The EU therefore faces not just an "illiberal democracy" in its midst, as it does with Victor Orbán's Hungary. For the first time in its history, the EU must confront the prospect of a member state that is a non-democracy, in the fundamental sense of lacking free, unrigged elections. And Kaczyński can count on Orbán to provide him cover (in the expectation of reciprocation when needed), by vetoing any attempt at depriving the PiS government of its vote within the EU, a move that would require member states' unanimous support.

If Kaczyński succeeds in controlling Poland's Supreme Court, or if he finds another way to rig Polish elections, the implications for the EU will be profound and far-reaching. Unless Hungary's veto can be circumvented, a non-democratic state will participate in legislating for the populations of the remaining democratic member states for many years.

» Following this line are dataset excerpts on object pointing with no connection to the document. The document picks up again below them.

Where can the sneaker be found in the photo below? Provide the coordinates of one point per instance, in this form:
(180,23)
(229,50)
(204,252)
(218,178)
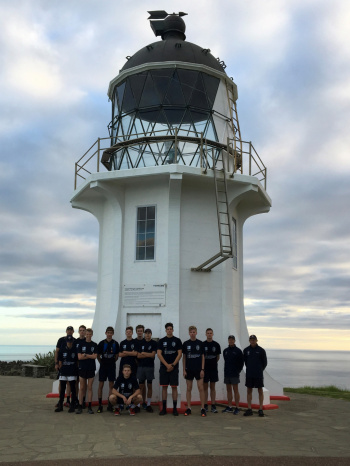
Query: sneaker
(228,409)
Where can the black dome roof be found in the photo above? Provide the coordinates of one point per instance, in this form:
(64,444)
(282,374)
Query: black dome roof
(173,49)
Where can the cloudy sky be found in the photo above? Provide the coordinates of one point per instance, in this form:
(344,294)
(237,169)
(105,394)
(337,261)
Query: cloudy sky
(291,62)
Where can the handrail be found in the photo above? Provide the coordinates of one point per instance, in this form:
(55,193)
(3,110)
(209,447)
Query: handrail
(241,153)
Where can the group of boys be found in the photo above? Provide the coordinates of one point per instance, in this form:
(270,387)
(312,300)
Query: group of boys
(76,359)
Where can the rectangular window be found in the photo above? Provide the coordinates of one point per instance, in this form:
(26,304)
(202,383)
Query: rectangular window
(145,233)
(234,242)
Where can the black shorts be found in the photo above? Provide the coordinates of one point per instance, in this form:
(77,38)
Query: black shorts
(190,375)
(169,378)
(84,374)
(107,373)
(211,376)
(254,382)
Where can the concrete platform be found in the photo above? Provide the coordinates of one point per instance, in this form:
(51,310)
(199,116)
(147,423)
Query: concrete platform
(306,430)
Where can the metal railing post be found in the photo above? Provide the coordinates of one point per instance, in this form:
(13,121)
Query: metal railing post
(250,157)
(98,155)
(176,145)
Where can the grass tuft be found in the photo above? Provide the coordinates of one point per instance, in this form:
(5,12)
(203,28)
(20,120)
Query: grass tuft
(330,391)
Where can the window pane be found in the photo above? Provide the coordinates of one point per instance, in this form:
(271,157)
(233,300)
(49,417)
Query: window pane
(150,253)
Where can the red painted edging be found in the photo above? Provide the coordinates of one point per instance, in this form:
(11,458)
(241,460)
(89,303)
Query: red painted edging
(279,397)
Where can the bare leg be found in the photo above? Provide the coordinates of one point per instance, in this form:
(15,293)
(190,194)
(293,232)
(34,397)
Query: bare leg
(237,396)
(174,393)
(212,393)
(201,392)
(189,392)
(261,397)
(205,387)
(229,394)
(249,397)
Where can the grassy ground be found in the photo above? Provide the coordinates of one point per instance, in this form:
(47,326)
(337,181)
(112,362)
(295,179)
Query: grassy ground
(330,391)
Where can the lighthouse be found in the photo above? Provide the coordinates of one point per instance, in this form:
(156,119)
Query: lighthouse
(171,188)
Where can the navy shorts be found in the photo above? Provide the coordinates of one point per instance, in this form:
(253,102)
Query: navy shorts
(190,375)
(145,373)
(169,378)
(211,376)
(84,374)
(107,373)
(254,382)
(231,380)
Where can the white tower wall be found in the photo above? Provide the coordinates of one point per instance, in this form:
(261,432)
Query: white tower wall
(186,235)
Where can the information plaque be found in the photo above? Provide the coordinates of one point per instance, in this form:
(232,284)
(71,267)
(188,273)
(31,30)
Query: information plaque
(144,295)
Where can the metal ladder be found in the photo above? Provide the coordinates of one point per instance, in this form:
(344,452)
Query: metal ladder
(223,216)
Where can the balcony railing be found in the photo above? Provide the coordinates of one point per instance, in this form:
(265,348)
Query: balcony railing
(161,148)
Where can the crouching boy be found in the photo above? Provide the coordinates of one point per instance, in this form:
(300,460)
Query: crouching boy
(68,367)
(126,392)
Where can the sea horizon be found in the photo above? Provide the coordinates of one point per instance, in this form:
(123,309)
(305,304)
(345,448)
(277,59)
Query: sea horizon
(290,367)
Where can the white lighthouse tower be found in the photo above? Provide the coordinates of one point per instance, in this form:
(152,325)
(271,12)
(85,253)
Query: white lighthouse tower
(177,186)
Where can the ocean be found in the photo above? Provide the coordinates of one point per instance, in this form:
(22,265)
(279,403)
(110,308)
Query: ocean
(292,368)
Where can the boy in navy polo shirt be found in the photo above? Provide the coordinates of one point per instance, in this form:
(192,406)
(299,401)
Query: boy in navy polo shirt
(87,354)
(126,392)
(107,355)
(233,357)
(68,367)
(255,362)
(145,371)
(193,367)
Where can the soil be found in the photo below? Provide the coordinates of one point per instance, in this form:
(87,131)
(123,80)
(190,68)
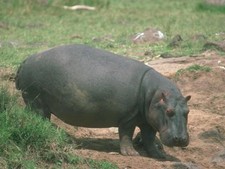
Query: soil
(206,121)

At the same time, if Kaczyński is intent on rigging the autumn 2019 parliamentary election, he is unlikely to be willing to lose the election to the European Parliament that spring. Can the EU and its democratic member states accept that Polish MEPs chosen in a rigged election will take up their seats in the Union's own parliament?

Indeed, the ramifications of Poland's turn away from democracy could be felt even earlier, when local elections are held in the fall of 2018. Local governments distribute the bulk of Poland's €72 billion ($83.8 billion) in EU structural funds, which are critical for Poland's economic development. What will the EU do if Kaczyński decides to rig the outcome of these elections as well? Can it continue to entrust the allocation of structural funds to illegally and undemocratically elected bodies?

Further complicating matters for the EU, placing the selection of Poland's lower court presidents under Ziobro's control means that politically selected judges may adjudicate on challenges to tenders for EU-funded projects. And if Kaczyński overcomes Duda's vetoes, all of Poland's judges will be under the control of the PiS's justice minister. In that case, what happens if the government changes, and PiS's appointees, installed on the basis of a clearly unconstitutional law, are no longer recognized as being judges at all, and their rulings on matters affecting EU citizens rights in Poland are inevitably voided?

As in the case of Brexit, Poland's domestic political turmoil reveals how intertwined the EU's member states have become. If democracy and the rule of law are overthrown in one, serious repercussions for all the others cannot be avoided. But the EU seems to lack effective mechanisms for resolving this problem, despite being legally, politically, and indeed morally unable to permit it to persist. To rein in Kaczyński, Europe's lawyers and politicians will have to put their heads together - before the entire structure falls apart.

Jacek Rostowski was Poland's Minister of Finance and Deputy Prime Minister from 2007 to 2013.